Weiter im Einsatz für eine liberale Medienwelt

16.05.2017

Mitgliederversammlung der Aktion Medienfreiheit in Zürich

Anlässlich der jährlichen Mitgliederversammlung der Aktion Medienfreiheit wurde der bestehende Vorstand wieder gewählt. Die überparteiliche Vereinigung wird weiterhin von Nationalrätin Natalie Rickli (SVP) präsidiert. Die Verbesserung der Rahmenbedingungen für private Medienanbieter und die damit verbundene Stärkung von Medienvielfalt und Wettbewerb bleiben zentrale Ziele des Vereins. 

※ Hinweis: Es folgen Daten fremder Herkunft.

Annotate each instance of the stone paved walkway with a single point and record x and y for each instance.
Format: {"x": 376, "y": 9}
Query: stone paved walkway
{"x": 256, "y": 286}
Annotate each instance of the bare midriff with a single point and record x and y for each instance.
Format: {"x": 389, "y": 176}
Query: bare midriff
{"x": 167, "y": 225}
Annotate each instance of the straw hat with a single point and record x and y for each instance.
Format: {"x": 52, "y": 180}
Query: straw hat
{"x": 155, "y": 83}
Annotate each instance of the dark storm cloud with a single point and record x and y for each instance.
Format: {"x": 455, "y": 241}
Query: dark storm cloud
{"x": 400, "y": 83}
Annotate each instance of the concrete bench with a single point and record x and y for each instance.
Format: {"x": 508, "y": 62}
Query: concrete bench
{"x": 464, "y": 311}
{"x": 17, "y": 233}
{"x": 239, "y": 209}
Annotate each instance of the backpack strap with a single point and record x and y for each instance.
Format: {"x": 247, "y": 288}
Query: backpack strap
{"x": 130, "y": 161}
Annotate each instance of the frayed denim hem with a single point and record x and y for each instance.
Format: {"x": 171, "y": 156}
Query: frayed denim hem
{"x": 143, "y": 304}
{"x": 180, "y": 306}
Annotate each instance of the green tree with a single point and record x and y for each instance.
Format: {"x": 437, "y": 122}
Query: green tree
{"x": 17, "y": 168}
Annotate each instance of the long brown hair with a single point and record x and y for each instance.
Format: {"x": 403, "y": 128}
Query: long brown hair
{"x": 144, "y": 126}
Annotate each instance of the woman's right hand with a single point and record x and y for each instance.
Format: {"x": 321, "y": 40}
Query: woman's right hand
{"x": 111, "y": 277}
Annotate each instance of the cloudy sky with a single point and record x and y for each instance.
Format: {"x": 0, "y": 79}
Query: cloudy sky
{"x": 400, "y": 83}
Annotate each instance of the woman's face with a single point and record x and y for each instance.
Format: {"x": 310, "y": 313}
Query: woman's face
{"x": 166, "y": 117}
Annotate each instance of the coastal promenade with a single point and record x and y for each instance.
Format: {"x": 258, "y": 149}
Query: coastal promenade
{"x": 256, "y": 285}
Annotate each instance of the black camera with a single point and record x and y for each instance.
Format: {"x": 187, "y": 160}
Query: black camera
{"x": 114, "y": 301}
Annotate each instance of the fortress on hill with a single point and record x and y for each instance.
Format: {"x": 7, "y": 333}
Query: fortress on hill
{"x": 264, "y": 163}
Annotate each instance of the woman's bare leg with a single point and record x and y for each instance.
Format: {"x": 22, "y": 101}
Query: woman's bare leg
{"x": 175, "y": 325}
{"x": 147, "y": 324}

Die Aktion Medienfreiheit bleibt politisch breit abgestützt. Neben der Präsidentin Natalie Rickli (Nationalrätin SVP) und dem Vizepräsident Christian Wasserfallen (Nationalrat FDP) wurden die Nationalräte Thomas Müller (SVP), Marco Romano (CVP), Gregor Rutz (SVP), und Philippe Nantermod (FDP) wiedergewählt. Auch Martin Baltisser (SVP), Pierre Bessard (Liberales Institut), Filippo Leutenegger (Stadtrat FDP), Thomas Maier (alt Nationalrat GLP) und der jungfreisinnige Präsident Andri Silberschmidt wurden im Vorstand bestätigt. 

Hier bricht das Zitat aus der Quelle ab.